Com diversidade, Orçamento Participativo ouve moradores para definir novas obras

Tauane Vidal participou do encontro

Já foram 20 audiências e ainda serão mais 15 para definir onde investir o dinheiro público. Assim estão sendo as rodadas do Orçamento Participativo 2019. A fórmula é simples: a população se reúne para escolher as prioridades. As mais votadas entram na lei orçamentária do próximo ano e viram obras, serviços e outros investimentos.

É uma ferramenta do Governo do Maranhão para ampliar a participação dos moradores no uso das verbas públicas. Até o ano passado, eram 15 audiências. Agora, serão 35 até o começo de julho. Nesta quinta-feira (13), é a vez de Imperatriz, Santa Inês, Lago da Pedra e Grajaú.

O público que tem se reunido é diverso. Inclui estudantes, donas de casa, operários, advogados e a comunidade em geral. São jovens e idosos.

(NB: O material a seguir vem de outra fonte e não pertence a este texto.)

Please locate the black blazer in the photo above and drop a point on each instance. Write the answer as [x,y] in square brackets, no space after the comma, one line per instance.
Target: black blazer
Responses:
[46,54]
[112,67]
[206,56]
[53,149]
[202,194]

Homens e mulheres.

“A gente se sente muito importante por estar participando e de alguma forma contribuindo com nossas ideias para um futuro melhor de nossa cidade e comunidade”, disse Tauane Vidal, aluna da Escola Sertão Maranhense, em Carolina. “As audiências são um meio para que tenhamos acesso a melhorias como estas, pois a população sabe e coloca suas necessidades”, acrescentou.

Contribuição 

Para Nedson Ribeiro, professor do IEMA de Cururupu, os estudantes conseguem contribuir com o que aprendem na escola e podem aplicar na sociedade: “Não apenas na questão de Cururupu, mas da região como um todo. O que eles apresentaram nas audiências vai ao encontro dos interesses de toda a região”.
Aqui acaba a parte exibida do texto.